Jul 2013 : Where is the Rupee headed?

The Nifty was extremely volatile during the month and ended down 1.7% for the month. We believe the Nifty performance is not truly reflecting the underlying volatility in individual stocks – a few strong stocks and sectors with large weightage in the Nifty are masking the carnage among the other stocks in the indices as also in the mid-cap and small cap space. Concerns over the Rupee and the corresponding RBI action were the central theme dominating the business environment during the month. Though we are far from being experts on currency markets, we would like to address the issue over the currency movement, as it is important in the larger context.

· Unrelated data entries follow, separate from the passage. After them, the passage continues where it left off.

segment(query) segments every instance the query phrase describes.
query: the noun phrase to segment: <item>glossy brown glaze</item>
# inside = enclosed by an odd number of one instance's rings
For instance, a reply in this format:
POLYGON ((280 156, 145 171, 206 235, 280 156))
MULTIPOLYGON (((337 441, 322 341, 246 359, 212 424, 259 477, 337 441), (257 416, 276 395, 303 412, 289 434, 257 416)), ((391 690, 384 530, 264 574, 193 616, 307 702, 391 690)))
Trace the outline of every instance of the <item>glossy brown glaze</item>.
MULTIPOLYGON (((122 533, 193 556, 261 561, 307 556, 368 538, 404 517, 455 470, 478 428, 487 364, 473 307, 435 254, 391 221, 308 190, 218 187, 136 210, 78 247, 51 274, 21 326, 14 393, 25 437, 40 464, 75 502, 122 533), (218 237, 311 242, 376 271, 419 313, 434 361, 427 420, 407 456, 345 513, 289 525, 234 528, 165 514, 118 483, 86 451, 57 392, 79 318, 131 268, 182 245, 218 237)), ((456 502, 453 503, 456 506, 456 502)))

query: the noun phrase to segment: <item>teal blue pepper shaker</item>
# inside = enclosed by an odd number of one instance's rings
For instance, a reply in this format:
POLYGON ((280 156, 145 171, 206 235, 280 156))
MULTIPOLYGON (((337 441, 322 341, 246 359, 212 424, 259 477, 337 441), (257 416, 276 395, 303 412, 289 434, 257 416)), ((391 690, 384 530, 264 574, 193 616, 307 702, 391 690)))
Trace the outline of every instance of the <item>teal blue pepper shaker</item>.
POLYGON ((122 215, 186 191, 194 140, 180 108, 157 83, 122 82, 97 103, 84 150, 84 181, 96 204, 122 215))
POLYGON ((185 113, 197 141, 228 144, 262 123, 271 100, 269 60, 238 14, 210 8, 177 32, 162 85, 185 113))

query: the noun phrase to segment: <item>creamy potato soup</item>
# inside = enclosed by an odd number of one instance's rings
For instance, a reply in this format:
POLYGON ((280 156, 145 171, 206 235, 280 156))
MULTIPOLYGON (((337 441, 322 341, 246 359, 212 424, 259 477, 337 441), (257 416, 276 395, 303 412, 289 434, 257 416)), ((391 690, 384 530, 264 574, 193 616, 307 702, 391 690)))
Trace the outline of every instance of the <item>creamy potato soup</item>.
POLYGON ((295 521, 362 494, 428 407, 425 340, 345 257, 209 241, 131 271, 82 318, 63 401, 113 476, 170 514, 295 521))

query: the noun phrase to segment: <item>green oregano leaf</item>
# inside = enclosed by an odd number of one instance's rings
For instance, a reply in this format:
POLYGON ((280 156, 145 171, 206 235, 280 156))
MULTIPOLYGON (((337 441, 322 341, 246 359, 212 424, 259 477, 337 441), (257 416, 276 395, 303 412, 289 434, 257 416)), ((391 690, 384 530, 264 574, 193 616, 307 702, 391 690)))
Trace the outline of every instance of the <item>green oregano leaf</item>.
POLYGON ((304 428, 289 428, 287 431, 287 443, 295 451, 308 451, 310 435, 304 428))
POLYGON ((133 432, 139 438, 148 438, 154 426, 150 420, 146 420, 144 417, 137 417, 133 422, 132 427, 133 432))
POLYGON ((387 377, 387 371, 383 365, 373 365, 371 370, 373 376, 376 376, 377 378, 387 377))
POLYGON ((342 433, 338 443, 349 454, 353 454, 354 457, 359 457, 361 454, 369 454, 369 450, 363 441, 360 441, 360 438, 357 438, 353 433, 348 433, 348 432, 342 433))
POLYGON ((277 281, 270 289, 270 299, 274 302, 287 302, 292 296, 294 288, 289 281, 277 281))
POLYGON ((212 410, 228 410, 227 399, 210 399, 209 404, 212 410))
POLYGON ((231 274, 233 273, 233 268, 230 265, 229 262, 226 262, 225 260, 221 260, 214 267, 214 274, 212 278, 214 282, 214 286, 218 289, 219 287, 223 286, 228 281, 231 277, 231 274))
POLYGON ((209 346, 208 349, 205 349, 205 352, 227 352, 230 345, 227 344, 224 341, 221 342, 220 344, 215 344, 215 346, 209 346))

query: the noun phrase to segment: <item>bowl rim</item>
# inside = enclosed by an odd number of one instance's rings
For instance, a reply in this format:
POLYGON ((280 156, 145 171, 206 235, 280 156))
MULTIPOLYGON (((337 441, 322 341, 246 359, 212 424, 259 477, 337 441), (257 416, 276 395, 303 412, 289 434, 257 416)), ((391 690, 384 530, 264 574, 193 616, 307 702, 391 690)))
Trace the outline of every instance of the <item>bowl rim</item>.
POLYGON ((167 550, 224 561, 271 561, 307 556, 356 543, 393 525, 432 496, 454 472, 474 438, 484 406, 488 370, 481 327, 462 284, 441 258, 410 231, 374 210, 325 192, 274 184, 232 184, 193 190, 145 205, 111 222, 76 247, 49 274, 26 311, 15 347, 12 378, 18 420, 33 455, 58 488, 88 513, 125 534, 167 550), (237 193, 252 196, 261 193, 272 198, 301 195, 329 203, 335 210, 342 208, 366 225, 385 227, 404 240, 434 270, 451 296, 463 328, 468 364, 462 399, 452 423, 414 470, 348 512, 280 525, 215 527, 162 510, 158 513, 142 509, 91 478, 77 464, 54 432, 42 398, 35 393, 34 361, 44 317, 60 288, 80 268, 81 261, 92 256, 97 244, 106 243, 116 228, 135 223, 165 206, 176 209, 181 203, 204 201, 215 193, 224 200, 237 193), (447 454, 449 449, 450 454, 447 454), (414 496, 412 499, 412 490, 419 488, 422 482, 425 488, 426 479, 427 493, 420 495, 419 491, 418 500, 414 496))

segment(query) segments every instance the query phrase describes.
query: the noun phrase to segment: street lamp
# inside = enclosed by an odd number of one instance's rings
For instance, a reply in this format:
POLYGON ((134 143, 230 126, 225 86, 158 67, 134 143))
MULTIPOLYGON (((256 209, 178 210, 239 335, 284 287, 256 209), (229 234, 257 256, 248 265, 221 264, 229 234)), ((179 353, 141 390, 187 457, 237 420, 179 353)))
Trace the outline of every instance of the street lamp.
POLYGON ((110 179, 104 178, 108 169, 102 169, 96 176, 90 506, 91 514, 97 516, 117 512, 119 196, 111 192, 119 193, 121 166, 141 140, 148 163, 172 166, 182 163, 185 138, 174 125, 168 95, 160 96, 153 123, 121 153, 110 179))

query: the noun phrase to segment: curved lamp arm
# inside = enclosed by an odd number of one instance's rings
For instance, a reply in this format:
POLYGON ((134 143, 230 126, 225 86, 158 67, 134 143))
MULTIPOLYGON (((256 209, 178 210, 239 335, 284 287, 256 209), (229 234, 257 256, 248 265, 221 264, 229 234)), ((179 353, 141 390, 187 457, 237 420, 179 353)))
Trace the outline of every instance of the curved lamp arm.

2013 marks the twentieth year since FIIs were permitted to invest in Indian equities. In 1993, the rupee traded at 31.60 to the dollar for most of the year. At its current level of 61 to the dollar, the rupee has depreciated 3.3% per annum over the last 20 years. As per economic texts, a country with a higher rate of inflation should experience a depreciation of its currency to the extent to which its inflation is higher than the other country. With the US inflation at roughly 2% and India’s inflation at between 5-7%, the 3.3% depreciation in the currency is within the range of normal expectations. Between 2002 and 2011, the currency remained fairly stable, trading in a band of 40 to 50. This was also a period of relatively moderate inflation compared to the episodes of high inflation experienced in the 1990s. However, over the last few years, inflation in India has climbed as the government has raised minimum support prices of grains and implemented ambitious rural employment and social welfare programs. These coupled with the high current account deficits at a time, when exports are slow all over the world, have contributed to the sharp 33% depreciation of the currency over the last 2 years.

The RBI publishes data of the Real Effective Exchange Rate, which it defines as a weighted average of nominal exchange rates adjusted for relative price differential between domestic and foreign countries. The REER has remained within a band of 95 to 100 for most of the last 20 years. However, by October 2007, it had climbed to about 110, making the rupee at the time theoretically overpriced by 10%. In June 2013, it stands at 89, reflecting a reasonable undervaluation from this theoretical perspective. While it is of course difficult to predict short term movements, a move from an REER of 110 to 89 and after a sharp drop of 33% over 2 years, one is tempted to say that most of the damage to the rupee is done with and any big fall from here should be temporary.

Meanwhile, most of the companies that we have invested in, continue to report reasonably good results. With the benchmark stock indices remaining in the same place for 6 years now, the stock market represents good value at this point of time. For a foreign investor, there is the additional attraction that every dollar they invest fetches 33% more than it used to 2 years ago.